Sechs LKW-Fahrer erstanden nach einem explosiven Unfall auf der Hume Highway nahezu unverletzt. Die Polizei bezeichnete das Überleben der Fahrer als ein Wunder, nachdem die beteiligten Fahrzeuge, die Tonnen brennbarer Materialien transportierten, in Brand gerieten.
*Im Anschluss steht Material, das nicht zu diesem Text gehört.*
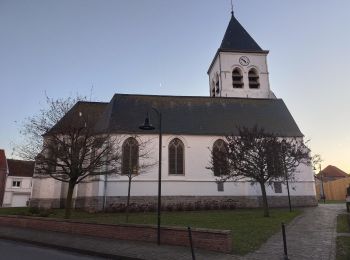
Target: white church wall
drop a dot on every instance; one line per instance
(197, 180)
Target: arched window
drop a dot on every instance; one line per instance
(220, 161)
(253, 79)
(176, 157)
(237, 78)
(130, 156)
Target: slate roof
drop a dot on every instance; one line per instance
(92, 112)
(236, 38)
(20, 168)
(196, 115)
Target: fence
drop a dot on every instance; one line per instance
(334, 190)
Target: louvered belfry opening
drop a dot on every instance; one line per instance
(176, 157)
(130, 156)
(237, 78)
(253, 79)
(220, 163)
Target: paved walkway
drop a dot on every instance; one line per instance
(309, 236)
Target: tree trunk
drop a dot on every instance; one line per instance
(69, 200)
(128, 201)
(265, 204)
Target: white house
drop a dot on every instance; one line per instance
(18, 187)
(240, 95)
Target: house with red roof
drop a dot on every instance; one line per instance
(331, 173)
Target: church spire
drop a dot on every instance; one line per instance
(238, 39)
(231, 8)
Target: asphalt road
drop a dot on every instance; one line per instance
(12, 250)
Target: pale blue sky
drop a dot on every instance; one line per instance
(165, 47)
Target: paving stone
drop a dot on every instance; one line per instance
(309, 236)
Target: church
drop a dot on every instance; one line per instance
(192, 127)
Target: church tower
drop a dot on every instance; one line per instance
(239, 68)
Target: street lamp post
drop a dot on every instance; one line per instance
(147, 126)
(323, 194)
(286, 176)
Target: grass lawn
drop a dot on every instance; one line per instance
(248, 226)
(343, 243)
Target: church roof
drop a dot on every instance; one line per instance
(238, 39)
(196, 115)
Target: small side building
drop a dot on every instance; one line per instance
(3, 174)
(18, 188)
(331, 173)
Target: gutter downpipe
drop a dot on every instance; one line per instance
(220, 73)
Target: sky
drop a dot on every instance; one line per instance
(97, 48)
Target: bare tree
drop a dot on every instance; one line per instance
(257, 156)
(72, 150)
(33, 128)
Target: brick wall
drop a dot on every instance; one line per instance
(214, 240)
(96, 203)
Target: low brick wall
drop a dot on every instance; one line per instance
(214, 240)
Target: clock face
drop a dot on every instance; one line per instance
(244, 61)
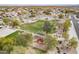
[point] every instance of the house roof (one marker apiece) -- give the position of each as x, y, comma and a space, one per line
6, 31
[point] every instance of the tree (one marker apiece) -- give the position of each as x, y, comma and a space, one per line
24, 39
66, 25
61, 15
6, 20
65, 35
73, 42
47, 27
6, 44
15, 23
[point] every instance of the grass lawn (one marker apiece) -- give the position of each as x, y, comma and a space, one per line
35, 27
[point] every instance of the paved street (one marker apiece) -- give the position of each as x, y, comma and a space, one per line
76, 25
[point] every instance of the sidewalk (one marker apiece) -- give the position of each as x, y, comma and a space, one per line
72, 33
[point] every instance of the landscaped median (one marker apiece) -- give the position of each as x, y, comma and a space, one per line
72, 33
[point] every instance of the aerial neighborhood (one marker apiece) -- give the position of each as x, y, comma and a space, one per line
39, 30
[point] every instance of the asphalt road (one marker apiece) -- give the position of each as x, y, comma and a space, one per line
76, 25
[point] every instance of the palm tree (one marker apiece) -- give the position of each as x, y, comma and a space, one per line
73, 43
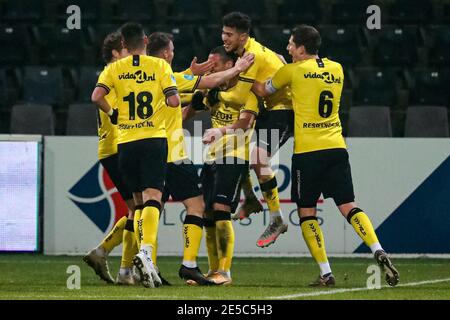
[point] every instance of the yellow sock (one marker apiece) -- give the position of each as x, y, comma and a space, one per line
114, 237
129, 248
155, 252
150, 222
269, 190
314, 239
225, 243
247, 187
363, 227
192, 237
211, 245
137, 217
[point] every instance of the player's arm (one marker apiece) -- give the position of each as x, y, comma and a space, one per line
281, 79
169, 86
218, 78
246, 119
102, 88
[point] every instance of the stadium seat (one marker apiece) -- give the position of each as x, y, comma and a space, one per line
97, 34
32, 119
257, 12
369, 121
92, 11
211, 36
60, 46
439, 51
342, 44
204, 117
376, 86
290, 12
276, 38
15, 43
82, 120
23, 11
410, 11
43, 85
426, 121
394, 46
9, 88
190, 11
349, 11
185, 43
136, 10
430, 86
87, 80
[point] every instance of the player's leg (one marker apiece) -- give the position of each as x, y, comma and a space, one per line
208, 183
251, 203
273, 129
228, 181
97, 257
305, 192
343, 195
183, 182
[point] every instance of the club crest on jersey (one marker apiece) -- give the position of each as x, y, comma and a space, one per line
140, 76
97, 198
326, 76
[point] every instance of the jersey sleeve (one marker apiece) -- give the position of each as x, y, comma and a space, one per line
168, 82
251, 105
105, 79
186, 83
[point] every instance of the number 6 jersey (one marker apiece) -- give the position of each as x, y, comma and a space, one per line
141, 84
316, 87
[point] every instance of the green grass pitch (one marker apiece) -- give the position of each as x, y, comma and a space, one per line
29, 276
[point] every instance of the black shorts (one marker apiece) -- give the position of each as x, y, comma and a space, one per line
182, 182
273, 129
325, 171
222, 182
143, 163
111, 165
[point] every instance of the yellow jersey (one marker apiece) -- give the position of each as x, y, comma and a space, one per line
186, 83
107, 132
316, 86
141, 84
266, 64
235, 145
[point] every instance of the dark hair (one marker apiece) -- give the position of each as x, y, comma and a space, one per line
308, 37
113, 41
238, 20
158, 41
133, 35
224, 54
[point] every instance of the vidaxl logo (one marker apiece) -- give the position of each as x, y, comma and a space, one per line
97, 197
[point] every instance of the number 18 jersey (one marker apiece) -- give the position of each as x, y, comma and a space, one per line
316, 87
141, 84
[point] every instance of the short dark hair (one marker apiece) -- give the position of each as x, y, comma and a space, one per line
133, 35
113, 41
238, 20
158, 41
224, 54
308, 37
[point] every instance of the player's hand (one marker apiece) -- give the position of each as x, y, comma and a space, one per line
197, 101
211, 135
245, 62
114, 117
213, 96
200, 69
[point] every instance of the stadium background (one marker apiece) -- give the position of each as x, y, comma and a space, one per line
395, 93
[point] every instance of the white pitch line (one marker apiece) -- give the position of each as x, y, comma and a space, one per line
328, 292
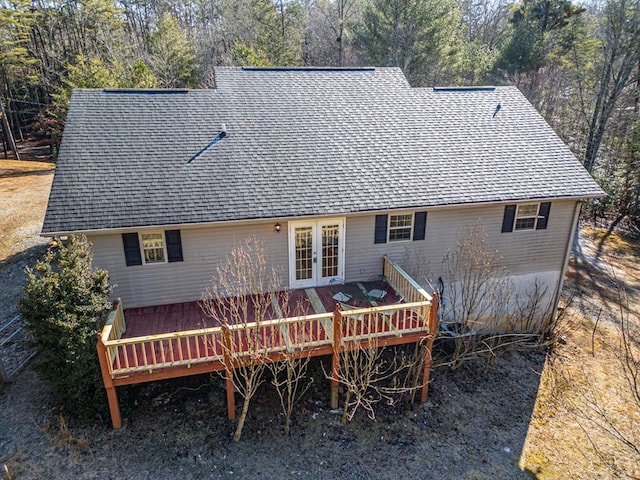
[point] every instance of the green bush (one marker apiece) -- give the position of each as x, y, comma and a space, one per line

Der Vorfall ereignete sich am Dienstag um fünf Uhr morgens in der Nähe von Breadalbane in den südlichen Tafelbergen New South Wales.
Die Ermittlungen ergaben, dass zwei Fahrzeuge beim Einfahren in eine Raststätte kollidierten, woraufhin eines der LKW acht Tonnen Butan-Dosen transportierte. Dies führte zu mehreren kleinen Explosionen, als die Feuerwehr eintraf. Weitere beteiligte Fahrzeuge transportierten Alkohol, Harze und Schaumstoff, welche den Brand zusätzlich befeuerten. Alle sechs LKW wurden in der daraus resultierenden Flammenkulisse zerstört, die jedoch inzwischen gelöscht worden war.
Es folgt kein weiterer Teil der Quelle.